If we think about it, BG Group of Britain has timed its bid for Queensland Gas very nicely.
According to Bloomberg, the BG offer values QGC at $A5.2 billion or $US3.1 billion in buying the shares in the target it doesn’t already control.
BG already holds 9.9% of QGC, picked up in its first move into the company some time ago.
It will pay $A5.75 a share in cash, 80% more than the last closing price of $A3.20 for QGC.
With the Australian dollar trading around 60 USc, the deal is a steal for BG.
Imagine what the cost would have been to get the same price in Australian dollars if the currency had been trading around 90 USc, as it was earlier this year when it started its unsuccessful assault on Origin Energy.
The US dollar price at that level would have had to been over $US5.10, compared to $US3.45 at the current exchange rate, a big, big saving.
With the extra leeway from the weaker Australian dollar, BG has been able to maintain the illusion of being generous, for no real added financial pain for itself.
QGC shares jumped by more than 79% this morning to trade at $5.75.
The bid is agreed to and in the current market climate (and with oil prices tanking) there’s no danger of BG being overbid, or beaten by another player for an alliance with its target, as it was with Origin.
BG last month failed in a $A13.5 billion offer for Origin after Origin drew interest and then a huge joint venture with US major, ConocoPhillips, covering Origin’s coal seam gas reserves in Queensland.
Besides its direct equity stake, BG has already built up a 20% interest in some of QGC’s assets (as per an earlier agreement at the time of the equity stake being taken).
BG has agreed to buy the shares held by QGC’s two biggest institutional investors, ANZ Infrastructure Services Pty and Sentient Group, as well as shares owned by its chairman and managing director, giving it a 17.1% stake.
AGL Energy Queensland Gas’s biggest shareholder, said it intends to sell its 22% stake for $A1.18 billion in the absence of a higher offer, which will give BG a dominant 39% stake.

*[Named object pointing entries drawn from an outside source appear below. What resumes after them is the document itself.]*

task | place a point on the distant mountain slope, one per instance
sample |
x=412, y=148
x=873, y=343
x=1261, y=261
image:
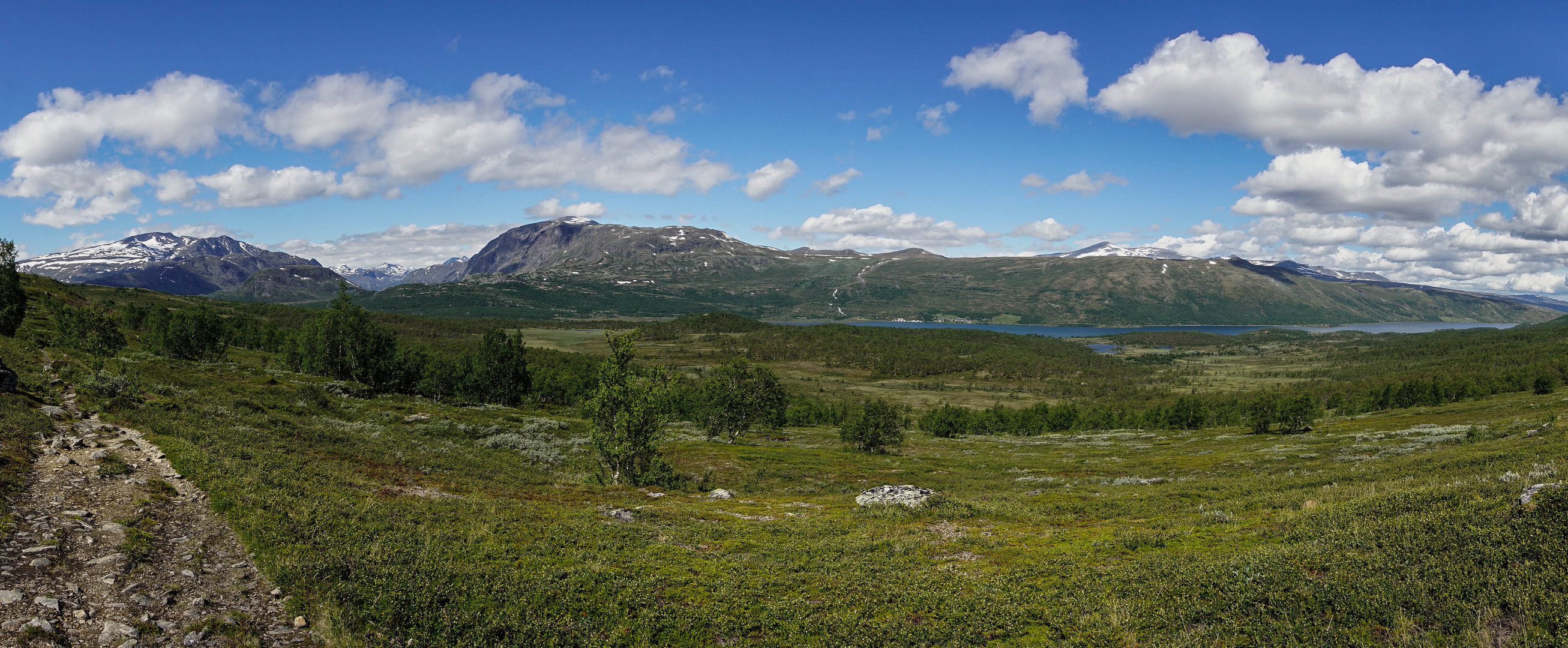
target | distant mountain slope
x=290, y=284
x=1540, y=300
x=377, y=278
x=160, y=261
x=574, y=267
x=451, y=271
x=1108, y=248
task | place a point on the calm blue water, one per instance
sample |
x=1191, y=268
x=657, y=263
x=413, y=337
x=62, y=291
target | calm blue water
x=1096, y=332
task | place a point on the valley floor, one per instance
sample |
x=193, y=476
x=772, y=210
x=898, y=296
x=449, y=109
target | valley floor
x=389, y=523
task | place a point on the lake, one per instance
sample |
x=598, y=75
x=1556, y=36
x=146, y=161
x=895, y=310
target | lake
x=1098, y=332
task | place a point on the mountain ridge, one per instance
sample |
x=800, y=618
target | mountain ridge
x=577, y=267
x=162, y=261
x=581, y=269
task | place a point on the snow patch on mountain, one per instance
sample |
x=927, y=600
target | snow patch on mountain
x=1108, y=248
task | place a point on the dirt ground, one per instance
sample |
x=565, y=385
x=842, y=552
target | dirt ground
x=110, y=547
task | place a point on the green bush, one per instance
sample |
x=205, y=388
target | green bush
x=85, y=328
x=187, y=333
x=13, y=302
x=737, y=397
x=874, y=425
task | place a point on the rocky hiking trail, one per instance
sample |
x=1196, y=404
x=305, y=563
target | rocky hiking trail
x=110, y=547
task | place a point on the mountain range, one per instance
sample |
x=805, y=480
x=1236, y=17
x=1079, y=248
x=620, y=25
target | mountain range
x=579, y=269
x=165, y=263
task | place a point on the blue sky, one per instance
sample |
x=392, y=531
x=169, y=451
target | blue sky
x=359, y=134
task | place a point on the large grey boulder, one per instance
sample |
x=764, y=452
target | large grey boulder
x=907, y=496
x=1529, y=493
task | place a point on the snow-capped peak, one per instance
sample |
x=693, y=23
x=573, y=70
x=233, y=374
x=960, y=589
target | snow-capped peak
x=391, y=271
x=1108, y=248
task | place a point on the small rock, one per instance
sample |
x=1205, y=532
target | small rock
x=113, y=631
x=1529, y=493
x=907, y=496
x=41, y=625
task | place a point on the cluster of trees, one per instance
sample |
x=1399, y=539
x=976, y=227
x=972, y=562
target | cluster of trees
x=13, y=300
x=342, y=343
x=629, y=412
x=83, y=328
x=737, y=397
x=874, y=425
x=930, y=352
x=1267, y=412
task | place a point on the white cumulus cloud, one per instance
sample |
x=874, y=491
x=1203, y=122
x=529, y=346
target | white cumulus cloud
x=879, y=228
x=553, y=208
x=770, y=178
x=83, y=192
x=1432, y=139
x=175, y=187
x=181, y=112
x=242, y=185
x=658, y=73
x=1048, y=230
x=1037, y=65
x=935, y=118
x=837, y=182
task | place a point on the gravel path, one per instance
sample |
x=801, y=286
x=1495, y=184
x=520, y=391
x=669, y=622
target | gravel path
x=126, y=560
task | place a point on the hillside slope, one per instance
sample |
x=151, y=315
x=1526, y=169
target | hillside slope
x=290, y=284
x=160, y=261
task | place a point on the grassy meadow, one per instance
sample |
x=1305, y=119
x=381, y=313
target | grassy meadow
x=403, y=521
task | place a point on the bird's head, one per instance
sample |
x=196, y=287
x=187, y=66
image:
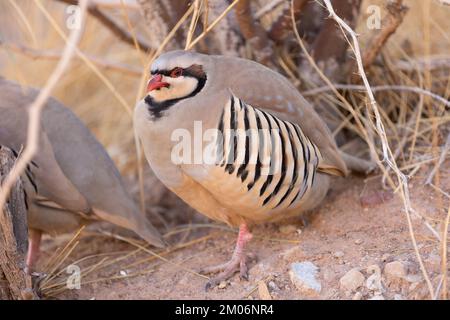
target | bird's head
x=175, y=76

AGL picked up an original 29% stake in QGC a couple of years ago as the Queensland company fought off a bid from Santos. QGC has watered that holding down by the BG Group deal and is issuing shares in a couple of takeovers for smaller players, Roma Petroleum and Sunshine Gas.
BG and Queensland Gas have been examining plans to build an $A8 billion LNG project near Gladstone on the Central Queensland coast
AGL Energy will get the cash and get access to gas reserves as part of the agreement to sell its stake to BG. That’s why it did the deal with QGC in the first place after it bought a Queensland Government gas retail and distribution business based in Brisbane.
AGL says it will have the right to buy 1.07 petajoules of proven, probable and possible gas reserves, in addition to exploration acreage and it also gains the right to buy the gas-fired Condamine power station in Queensland and a related 10 petajoules-a-year gas supply contract.
Gladstone is shaping up as a major export gas hub with Santos/Petronas and Origin/Conoco and Arrow/Shell all looking to locate plants in or around the city, as well as BG and QGC’s proposed plant.